No es ni siquiera el hombre en sí lo que el moderno pone en el centro de todas las cosas, sino a sí mismo, al propio moderno, incluyendo el tiempo en que vive. Siempre he sospechado que ese ejemplo de lysenkoísmo occidental, de ciencia por decreto-ley, el Cambio Climático, tiene mucho de vanidad cronológica: si tiene que llegar el Fin del Mundo, ha de ser mientras yo viva.
Siempre me asombró, cuando estudiaba Historia, cómo a nuestra Transición, un puñado de años, se dedicaba casi tanto espacio como a los casi mil años del Medievo, y aunque una justificación es la mayor abundancia de fuentes, no creo que sea la única o la principal razón. Algo semejante sucedió cuando, al cambiar de siglo, se eligió Imagine como mejor canción del milenio que terminaba.
Sinceramente, dudo que el jurado hubiera oído las estampidas de Raimbaut de Vaqueiras con la debida atención o que dedicara al Plaisir d’Amour la misma atención que a las banales tonadillas modernas.
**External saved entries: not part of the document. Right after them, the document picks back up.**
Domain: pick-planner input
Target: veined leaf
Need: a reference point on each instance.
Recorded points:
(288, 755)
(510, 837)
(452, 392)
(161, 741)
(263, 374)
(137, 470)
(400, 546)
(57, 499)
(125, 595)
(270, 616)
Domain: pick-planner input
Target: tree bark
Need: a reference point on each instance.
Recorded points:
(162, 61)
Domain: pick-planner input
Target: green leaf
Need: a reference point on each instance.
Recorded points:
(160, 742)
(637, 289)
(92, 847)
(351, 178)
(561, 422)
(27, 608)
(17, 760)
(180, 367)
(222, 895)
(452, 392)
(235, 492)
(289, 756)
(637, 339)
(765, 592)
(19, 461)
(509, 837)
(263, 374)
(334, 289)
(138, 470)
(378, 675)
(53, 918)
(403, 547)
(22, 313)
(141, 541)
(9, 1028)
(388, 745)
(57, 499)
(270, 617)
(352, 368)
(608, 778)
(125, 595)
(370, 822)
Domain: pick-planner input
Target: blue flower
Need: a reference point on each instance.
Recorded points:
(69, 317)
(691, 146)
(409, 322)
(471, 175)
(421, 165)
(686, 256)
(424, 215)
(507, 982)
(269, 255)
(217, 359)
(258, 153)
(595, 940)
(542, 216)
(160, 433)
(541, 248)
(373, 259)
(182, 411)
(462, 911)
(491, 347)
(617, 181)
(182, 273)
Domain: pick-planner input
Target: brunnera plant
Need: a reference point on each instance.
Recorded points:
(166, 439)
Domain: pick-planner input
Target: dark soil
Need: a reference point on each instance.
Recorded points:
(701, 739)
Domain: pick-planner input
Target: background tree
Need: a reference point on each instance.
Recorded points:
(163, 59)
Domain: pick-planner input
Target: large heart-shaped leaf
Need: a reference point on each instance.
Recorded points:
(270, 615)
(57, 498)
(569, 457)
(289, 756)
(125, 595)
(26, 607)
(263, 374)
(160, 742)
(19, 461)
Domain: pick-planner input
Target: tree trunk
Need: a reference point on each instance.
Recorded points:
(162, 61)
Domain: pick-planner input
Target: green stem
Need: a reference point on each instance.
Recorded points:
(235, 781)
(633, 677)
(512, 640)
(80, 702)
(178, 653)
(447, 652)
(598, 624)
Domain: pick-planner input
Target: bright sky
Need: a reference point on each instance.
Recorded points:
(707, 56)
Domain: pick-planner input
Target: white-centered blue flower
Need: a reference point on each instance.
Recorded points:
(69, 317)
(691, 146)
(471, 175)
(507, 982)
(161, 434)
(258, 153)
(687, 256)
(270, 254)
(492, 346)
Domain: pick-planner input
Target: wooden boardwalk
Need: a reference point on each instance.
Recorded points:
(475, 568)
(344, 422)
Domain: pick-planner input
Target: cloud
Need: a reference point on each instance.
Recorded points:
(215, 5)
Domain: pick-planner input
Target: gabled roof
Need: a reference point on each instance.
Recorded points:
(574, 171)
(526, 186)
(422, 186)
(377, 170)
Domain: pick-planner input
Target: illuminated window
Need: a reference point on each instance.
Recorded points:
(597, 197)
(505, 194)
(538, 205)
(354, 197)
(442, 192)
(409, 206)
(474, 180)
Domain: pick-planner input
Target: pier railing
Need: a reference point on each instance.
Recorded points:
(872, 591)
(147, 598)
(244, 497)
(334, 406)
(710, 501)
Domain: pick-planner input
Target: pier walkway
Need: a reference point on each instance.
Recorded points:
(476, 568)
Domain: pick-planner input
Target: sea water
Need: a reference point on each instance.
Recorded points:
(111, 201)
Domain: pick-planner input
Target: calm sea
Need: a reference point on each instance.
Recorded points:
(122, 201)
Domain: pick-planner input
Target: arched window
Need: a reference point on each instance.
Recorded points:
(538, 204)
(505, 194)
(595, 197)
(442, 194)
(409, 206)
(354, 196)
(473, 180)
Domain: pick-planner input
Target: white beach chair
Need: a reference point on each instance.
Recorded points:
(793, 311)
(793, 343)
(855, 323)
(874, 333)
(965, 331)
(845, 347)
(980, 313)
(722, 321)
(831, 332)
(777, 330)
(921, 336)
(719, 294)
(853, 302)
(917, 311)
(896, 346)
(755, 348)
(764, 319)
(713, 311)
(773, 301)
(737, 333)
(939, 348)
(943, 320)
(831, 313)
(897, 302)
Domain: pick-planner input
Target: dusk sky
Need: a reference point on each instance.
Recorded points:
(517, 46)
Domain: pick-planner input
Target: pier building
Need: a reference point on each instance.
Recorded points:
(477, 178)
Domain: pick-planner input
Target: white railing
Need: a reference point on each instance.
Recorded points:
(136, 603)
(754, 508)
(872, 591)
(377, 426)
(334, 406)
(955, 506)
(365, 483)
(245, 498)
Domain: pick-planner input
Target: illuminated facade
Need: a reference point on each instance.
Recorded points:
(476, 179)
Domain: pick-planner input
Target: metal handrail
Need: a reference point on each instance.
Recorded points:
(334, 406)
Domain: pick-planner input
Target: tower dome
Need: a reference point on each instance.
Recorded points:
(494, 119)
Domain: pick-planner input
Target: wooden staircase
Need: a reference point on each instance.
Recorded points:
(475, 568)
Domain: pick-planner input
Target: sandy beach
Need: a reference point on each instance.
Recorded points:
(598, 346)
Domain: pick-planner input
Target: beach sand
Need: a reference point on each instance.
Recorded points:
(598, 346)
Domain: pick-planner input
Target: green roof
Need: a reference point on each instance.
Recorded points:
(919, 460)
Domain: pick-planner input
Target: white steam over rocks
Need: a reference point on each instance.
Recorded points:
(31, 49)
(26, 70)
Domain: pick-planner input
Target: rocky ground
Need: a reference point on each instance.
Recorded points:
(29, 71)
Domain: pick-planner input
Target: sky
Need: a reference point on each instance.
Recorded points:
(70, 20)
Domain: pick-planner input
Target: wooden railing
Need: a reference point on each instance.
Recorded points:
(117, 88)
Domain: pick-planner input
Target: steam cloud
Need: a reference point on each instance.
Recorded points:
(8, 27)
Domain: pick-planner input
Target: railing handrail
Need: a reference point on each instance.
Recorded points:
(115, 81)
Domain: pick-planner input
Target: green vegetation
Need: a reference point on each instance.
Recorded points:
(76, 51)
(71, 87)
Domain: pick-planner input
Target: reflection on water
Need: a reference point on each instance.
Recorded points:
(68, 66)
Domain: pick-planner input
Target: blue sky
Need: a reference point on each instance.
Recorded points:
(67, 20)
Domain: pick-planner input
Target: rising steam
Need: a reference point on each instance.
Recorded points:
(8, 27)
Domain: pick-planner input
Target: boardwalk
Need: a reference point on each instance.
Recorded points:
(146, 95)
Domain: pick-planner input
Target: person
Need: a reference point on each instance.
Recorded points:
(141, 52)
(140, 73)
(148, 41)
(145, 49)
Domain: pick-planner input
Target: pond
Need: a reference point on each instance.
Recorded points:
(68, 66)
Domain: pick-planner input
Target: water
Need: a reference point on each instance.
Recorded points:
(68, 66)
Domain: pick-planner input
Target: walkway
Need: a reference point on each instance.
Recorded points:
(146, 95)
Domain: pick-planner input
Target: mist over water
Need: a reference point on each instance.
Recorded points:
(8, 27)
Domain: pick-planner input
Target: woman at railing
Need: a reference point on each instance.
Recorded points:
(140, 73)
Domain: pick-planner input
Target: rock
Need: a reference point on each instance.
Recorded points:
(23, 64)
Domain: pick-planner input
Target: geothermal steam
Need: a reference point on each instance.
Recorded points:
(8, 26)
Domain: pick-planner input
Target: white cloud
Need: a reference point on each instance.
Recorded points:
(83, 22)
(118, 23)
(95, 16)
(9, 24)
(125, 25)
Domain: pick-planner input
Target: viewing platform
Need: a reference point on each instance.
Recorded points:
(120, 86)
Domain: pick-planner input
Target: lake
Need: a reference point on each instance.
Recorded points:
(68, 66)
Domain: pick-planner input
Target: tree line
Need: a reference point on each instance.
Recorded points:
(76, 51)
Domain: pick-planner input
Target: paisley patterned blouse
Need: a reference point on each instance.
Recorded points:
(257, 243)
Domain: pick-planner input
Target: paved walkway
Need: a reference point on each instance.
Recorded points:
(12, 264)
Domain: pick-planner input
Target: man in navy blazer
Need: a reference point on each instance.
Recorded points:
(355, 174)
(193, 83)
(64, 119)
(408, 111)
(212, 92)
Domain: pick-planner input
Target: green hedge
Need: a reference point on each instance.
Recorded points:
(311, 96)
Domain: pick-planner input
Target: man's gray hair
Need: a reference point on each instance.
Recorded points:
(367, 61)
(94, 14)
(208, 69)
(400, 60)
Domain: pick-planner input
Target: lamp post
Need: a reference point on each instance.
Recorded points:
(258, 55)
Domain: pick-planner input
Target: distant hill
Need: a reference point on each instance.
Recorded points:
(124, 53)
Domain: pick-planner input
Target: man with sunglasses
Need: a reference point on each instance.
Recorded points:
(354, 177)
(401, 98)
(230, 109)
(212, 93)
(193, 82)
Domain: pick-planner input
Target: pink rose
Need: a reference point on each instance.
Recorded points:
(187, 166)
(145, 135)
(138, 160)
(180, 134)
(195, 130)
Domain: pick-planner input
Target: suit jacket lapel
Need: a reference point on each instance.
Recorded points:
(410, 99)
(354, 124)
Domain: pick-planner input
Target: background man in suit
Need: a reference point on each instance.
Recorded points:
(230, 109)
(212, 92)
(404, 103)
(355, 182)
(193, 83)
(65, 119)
Un ciudadano de principios del siglo XXI no tiene ninguna autoridad para juzgar todo el milenio.
Hay algo singularmente estúpido en ese retrato de nuestro planeta, rebautizado como Gaia en honor a la diosa griega, como una frágil damisela a merced del poderoso y depredador Homo sapiens
Pensaba en estas cosas hace unos días, cuando la Tierra se estremeció solo un poco, como un animal que se rasca, y murieron dos centenares de personas en Italia y varios pueblos fueron destruidos. Reflexioné que hay algo singularmente estúpido en ese retrato de nuestro planeta, rebautizado como Gaia en honor a la diosa griega, como una frágil damisela a merced del poderoso y depredador Homo sapiens, cuando siempre me ha parecido, muy al contrario, que debemos ser algo así como los ácaros del globo, que apenas nos advierte y que puede destruirnos sin pensar.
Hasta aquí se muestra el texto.